|Raindance Film Review: A Road Stained Crimson|
|Written by Ivan Radford|
|Tuesday, 02 October 2012 07:03|
Director: Tetsuhiko Nono
You know the drill. Lonely motorbike mechanic used to be professional killer. Tries to move on with his life. Ends up killing people anyway. Just your average Japanese thriller.
Why does Ken (Hirofumi Arai) want to quit his old profession? Who is Yoko, the older woman he lives with? And what exactly did his father do to get himself killed?
First-time writer/director Tetsuhiko Nono doesn’t answer all the questions. In fact, he seems to go out of his way to make them harder to work out. "It’s time for him to accept his fate,” says Ken’s mother/lover/aunt/roommate. "Such as?" comes the reply. "Various things,” she answers, cryptically.
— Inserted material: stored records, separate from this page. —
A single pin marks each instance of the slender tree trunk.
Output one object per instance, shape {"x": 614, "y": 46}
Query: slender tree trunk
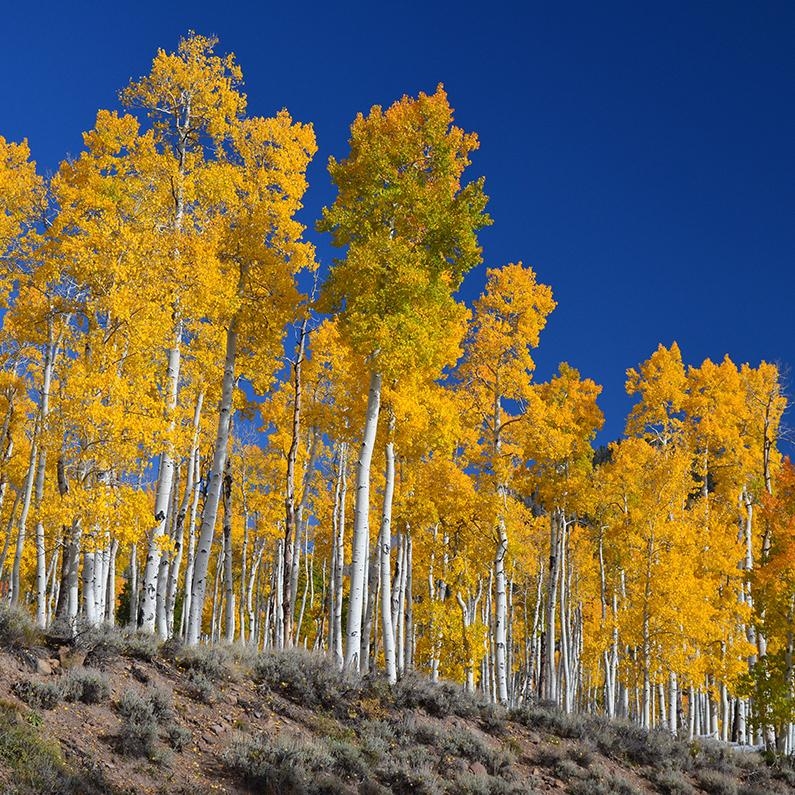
{"x": 335, "y": 641}
{"x": 163, "y": 493}
{"x": 291, "y": 523}
{"x": 202, "y": 559}
{"x": 191, "y": 544}
{"x": 229, "y": 585}
{"x": 386, "y": 563}
{"x": 361, "y": 527}
{"x": 408, "y": 664}
{"x": 133, "y": 617}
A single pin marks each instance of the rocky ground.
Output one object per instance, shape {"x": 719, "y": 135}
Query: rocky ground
{"x": 114, "y": 712}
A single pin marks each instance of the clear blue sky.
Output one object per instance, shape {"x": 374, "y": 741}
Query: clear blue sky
{"x": 638, "y": 155}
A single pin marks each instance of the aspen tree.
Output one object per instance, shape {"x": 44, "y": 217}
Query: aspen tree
{"x": 409, "y": 227}
{"x": 497, "y": 367}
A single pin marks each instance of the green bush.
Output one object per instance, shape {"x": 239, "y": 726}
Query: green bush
{"x": 439, "y": 699}
{"x": 200, "y": 688}
{"x": 306, "y": 679}
{"x": 178, "y": 736}
{"x": 84, "y": 684}
{"x": 39, "y": 695}
{"x": 716, "y": 783}
{"x": 35, "y": 763}
{"x": 282, "y": 764}
{"x": 210, "y": 661}
{"x": 672, "y": 782}
{"x": 552, "y": 720}
{"x": 139, "y": 728}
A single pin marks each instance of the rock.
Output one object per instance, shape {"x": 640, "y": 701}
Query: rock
{"x": 43, "y": 667}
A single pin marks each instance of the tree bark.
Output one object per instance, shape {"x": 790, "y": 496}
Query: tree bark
{"x": 361, "y": 527}
{"x": 202, "y": 559}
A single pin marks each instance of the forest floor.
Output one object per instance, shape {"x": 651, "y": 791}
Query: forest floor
{"x": 114, "y": 712}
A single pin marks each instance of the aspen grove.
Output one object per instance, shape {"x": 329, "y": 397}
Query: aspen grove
{"x": 207, "y": 436}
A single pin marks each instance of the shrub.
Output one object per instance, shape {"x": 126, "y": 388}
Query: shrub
{"x": 35, "y": 763}
{"x": 139, "y": 729}
{"x": 716, "y": 783}
{"x": 471, "y": 784}
{"x": 598, "y": 785}
{"x": 17, "y": 628}
{"x": 492, "y": 719}
{"x": 178, "y": 736}
{"x": 305, "y": 678}
{"x": 552, "y": 720}
{"x": 672, "y": 782}
{"x": 581, "y": 754}
{"x": 349, "y": 760}
{"x": 283, "y": 764}
{"x": 86, "y": 685}
{"x": 104, "y": 642}
{"x": 139, "y": 645}
{"x": 212, "y": 662}
{"x": 39, "y": 695}
{"x": 200, "y": 688}
{"x": 438, "y": 699}
{"x": 160, "y": 699}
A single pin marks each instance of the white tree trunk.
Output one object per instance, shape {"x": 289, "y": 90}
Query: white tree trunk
{"x": 191, "y": 545}
{"x": 89, "y": 578}
{"x": 361, "y": 526}
{"x": 229, "y": 585}
{"x": 202, "y": 559}
{"x": 163, "y": 494}
{"x": 500, "y": 606}
{"x": 386, "y": 567}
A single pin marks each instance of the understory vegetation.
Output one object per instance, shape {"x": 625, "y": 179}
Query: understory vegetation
{"x": 218, "y": 442}
{"x": 304, "y": 726}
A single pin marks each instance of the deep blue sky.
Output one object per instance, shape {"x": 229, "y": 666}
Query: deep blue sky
{"x": 638, "y": 155}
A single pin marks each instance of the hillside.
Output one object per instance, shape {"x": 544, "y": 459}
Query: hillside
{"x": 113, "y": 712}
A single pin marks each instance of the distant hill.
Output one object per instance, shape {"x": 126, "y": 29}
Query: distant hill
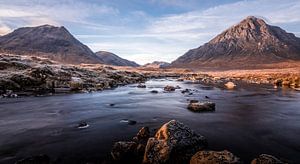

But any concerns over fuzzy plot details and unclear editing are easily forgotten thanks to Nono’s natural flair behind the camera. DoP Takuro Iwagami pulls focus beautifully, framing the action and the quiet moments with equal precision. At one point, a guy gets shot in the head, only for the camera to swivel round behind him, look through the hole and then start zooming in. That visual dexterity combines with Ken’s flourishes of violence to make for an infectiously fun ride.
It helps, too, that you have no idea where things are headed. Introducing a sidekick halfway through, the script suddenly switches gear, moving from hitman drama to happy road movie; and thanks to an enigmatic lead performance and a stonking soundtrack from Snake on the Beach, you’ll gladly change speed with it.